Wednesday, September 21, 2016




THEATER

Pearl
A Taste of Honey



"In 1959 at age 18, playwright Shelagh Delaney rocked the theatre world with a play that both defined and defied her generation. A Taste of Honey is the clever, passionate, and poignant story of a young woman facing an uncertain future in a hostile world—and learning to trust that love, in its every heartbreaking and messy form, will see her through.

“Delaney was only 18 when she wrote this story of a complex mother-daughter relationship challenged and defined by a world of poverty, gender inequality, racism, and sexual identity. The play asks deep questions, but does so with humor and optimism. Delaney mixes hyper-realistic details of life in England’s poorest industrial towns in the late 1950s with a dose of meta-theatrical emotional exploration through music—the play incorporates a live jazz band that the actors are (sort of) aware of.

It’s a tender story of a young woman trying to engage with a much larger and more complex world than the one she’s grown up in—in many ways, far more than Osborne’s Look Back in Anger of the same time period, Delaney anticipates the social questions of the 1960s and sets her heroine on the path to answer them”





https://www.timeout.com/newyork/blog/theater-review-a-taste-of-honey-is-bittersweet-at-pearl-theatre-company-091616



Theater review: A Taste of Honey is bittersweet at Pearl Theatre Company

Photograph: Russ Rowland

It’s a mystery why Shelagh Delaney's funny, touching and extraordinarily prescient 1958 play has sat on the shelf for so long: there hasn’t been a significant New York revival for 35 years. Director Austin Pendleton, who remembers being “unmoored” by the 1960 Broadway premiere, has done audiences a favor in dusting off the stage play, which compares favorably with the familiar 1961 film version. Steeped in period details (including an onstage jazz trio, suitably unflappable), this story of an oddball adolescent surviving the neglect of her self-centered “semi-whore” of a mother (Delaney’s descriptor) feels surprisingly contemporary. After a weirdly peppy misjudged beginning—raising the suspicion that Pendleton might intend to jack up the RPM to offset the running time—the central duo really hit their stride. Although Rachel Botchan, as hard-partying Helen, comes across as just a bit too chipper (she could use a dash more slattern), Rebekah Brockman is a revelation in the role of quirky, outspoken Jo.

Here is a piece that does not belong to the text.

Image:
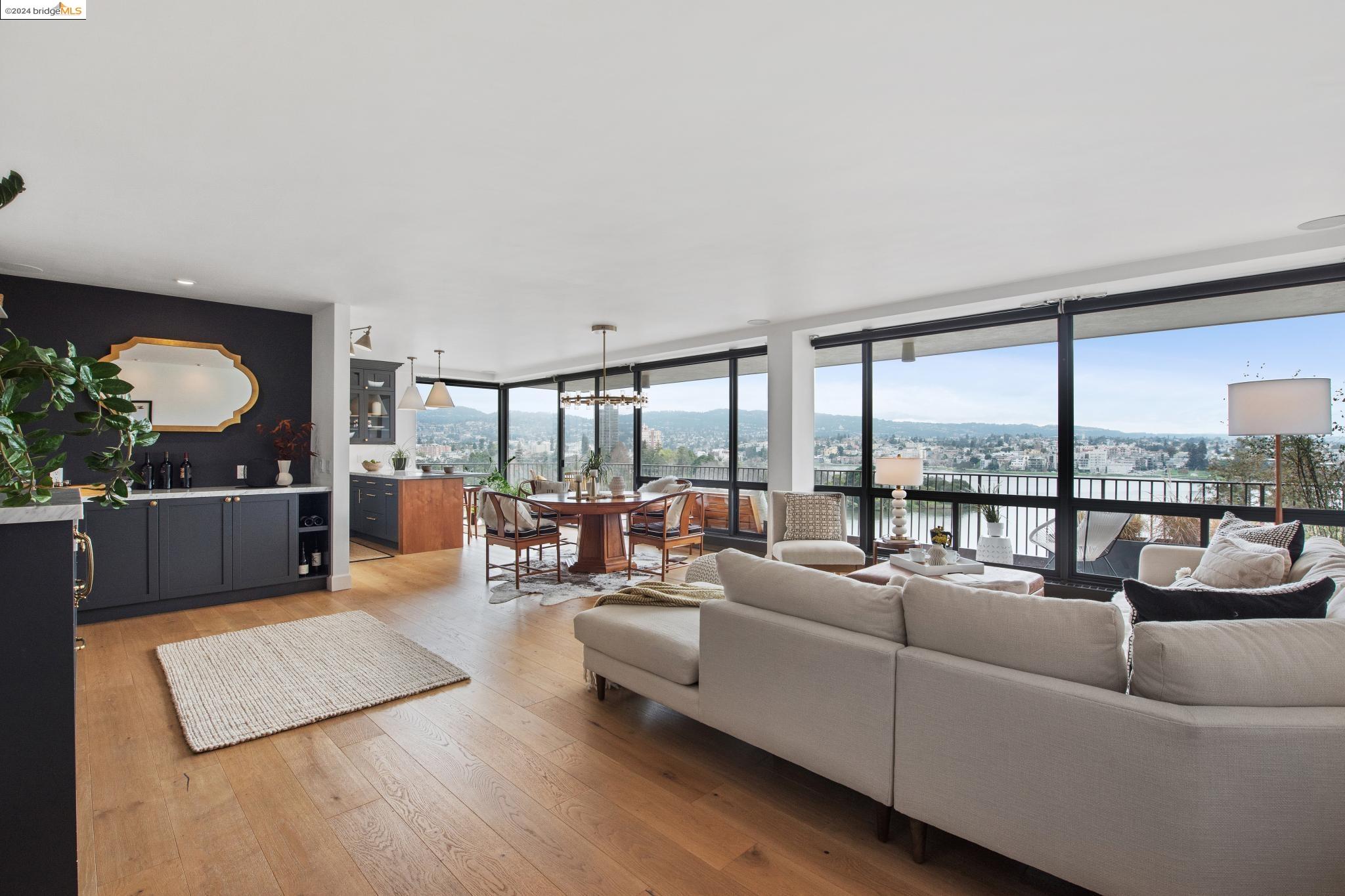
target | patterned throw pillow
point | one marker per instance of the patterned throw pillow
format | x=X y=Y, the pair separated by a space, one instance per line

Brockman’s splay-legged stance in the first act is the essence of schoolgirl truculence. Her eyes are like security cameras: Jo (Delaney, actually: a phenom at age 19) takes absolutely everything in. Jo fixates in particular on the beauty of a young black sailor (Ade Otukoya) who surfaces long enough to participate in her first dip into love, a realm she has already learned, through her mother, to associate with strife.

After intermission we find Jo knocked up: either carelessly or callously abandoned. Brockman commits none of the clichés of feigned pregnancy. Forgoing the standard waddle, she pitches slightly forward, as if in anticipation. Her Jo, still part child, is truly expectant—and simultaneously terrified. And that first labor pang? Wrung from her, it’s devastating.

By the time Jo’s dalliance has come to fruition, Helen has flown their squalid coop—a sooty, Manchester flat ably summoned by Harry Feiner—in favor of a bon vivant drunkard a decade her junior (company regular Bradford Cover, convincingly louche). As a substitute, Jo has taken up with Geoffrey (John Evans Reese, nicely understated), a cosseting young man whom she quickly pegs, nonjudgmentally, as homosexual. His awkward attempts to initiate a physical relationship go nowhere, but their bonds run deep: Jo teasingly exults in having a “big sister.” To see such a relationship honestly and unsentimentally depicted a full generation before the “gay best friend” meme is almost unbearably touching, especially in light of the hundreds of thousands of similarly kind-hearted companions who would subsequently succumb to AIDS.